In article <firstname.lastname@example.org>, WM <email@example.com> wrote:
> > But the whole point is that in Cantor's argument, whatever n we choose, it > > is > > a last and largest member of a finite set.
Also the first and smallest member of an infinite set. > > > shown that the line numbered with that n is not in the list. This is > > true for an arbitrary n > > that is a last and largest member of a finite set. Also the first and smallest member of an infinite set. So what? > > > There is no specific line that is checked. And > > how we come to the n-th line is also irrelevant. For any n, the n-th line > > is not equal to the diagonal. > > And for any n, without counting, the next line is equal to the > diagonal in this example: > > 0.0 > 0.1 > 0.11 > 0.111 > ... > > Why do you think that this is not contradicting Cantor?

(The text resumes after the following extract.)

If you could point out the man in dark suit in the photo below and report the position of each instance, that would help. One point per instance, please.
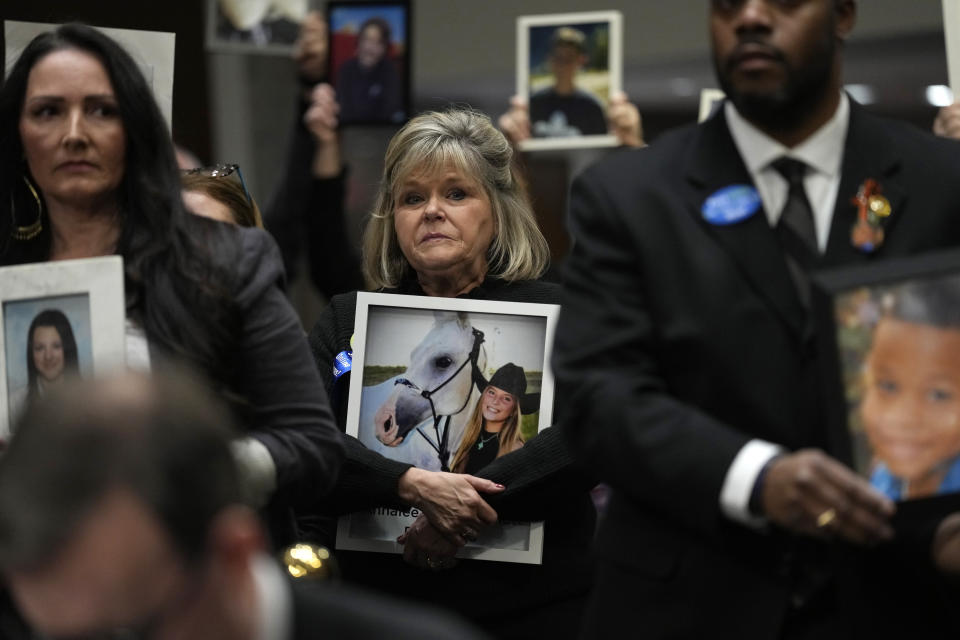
(686, 358)
(120, 514)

Because Cantor's diagonal proof only refers to infinite binary sequences, which what WM listed are NOT, and any infinite binary sequence is automatically different from every finite sequence such as the ones WM has listed.
> > No, I am showing that the set of paths is counatble.

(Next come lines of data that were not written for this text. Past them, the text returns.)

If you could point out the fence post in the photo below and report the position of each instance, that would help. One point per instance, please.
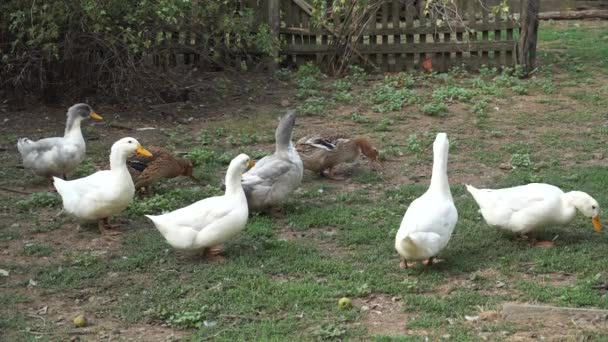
(274, 22)
(527, 37)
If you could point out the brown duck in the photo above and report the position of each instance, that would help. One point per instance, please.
(162, 164)
(323, 153)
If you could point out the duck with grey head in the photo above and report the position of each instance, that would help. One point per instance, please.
(58, 156)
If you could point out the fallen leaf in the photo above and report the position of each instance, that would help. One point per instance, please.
(471, 318)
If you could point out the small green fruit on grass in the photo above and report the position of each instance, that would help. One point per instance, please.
(80, 321)
(345, 303)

Not in this world! Your set of FINITE paths is countable, but its countability is irrelevant to the countability of a set of paths that it is disjoint from. > > > > It is said so. But there is no possibility, after having completed the > > > construction, to introduce such a path. They have sneaked in. > > > > And so paths have sneaked in that were not introduced by the construction, > > and so when you use the paths given in the construction to map to nodes > > you do not show that the set of paths is countable, only that the subset of > > paths that you used in the construction is countable. There are other > > paths, > > that have sneaked in, that are not mapped to a node, and can not be mapped > > to a node to which no path has yet been mapped. So you have not proven the > > the set of paths is countable. > > If you believe in sneeking (Virgil claimed that they say write it with > double e) then you believe in ghosts. I do not.
How is it creating a ghost to note that an infinite binary string with infinitely 1's is not in any set of infinite binary strings each having at most finitely many 1's?
Wm is becoming delusional again. Or is it "still"? > > Constructing the tree from the list is nothing but (or at least can be > done by) writing some digits or bits in a more economical way. This > does not increase the number of sequences or paths.
Constructing a tree requires constructing its node set together with the appropriate "left child", "right child" and "parent of" relations.
Paths are merely a consequence of that construction.
For all finite complete binary trees, any set of paths whose union is the nodes set of that tree must have a path for each leaf node. Since the set of paths bijects in an obvious way with the set of leaf nodes, one has to have every path in order to get every node.
In maximal infinite binary trees, there are no leaf nodes, and there is no bijection between the set of all paths and any set of nodes.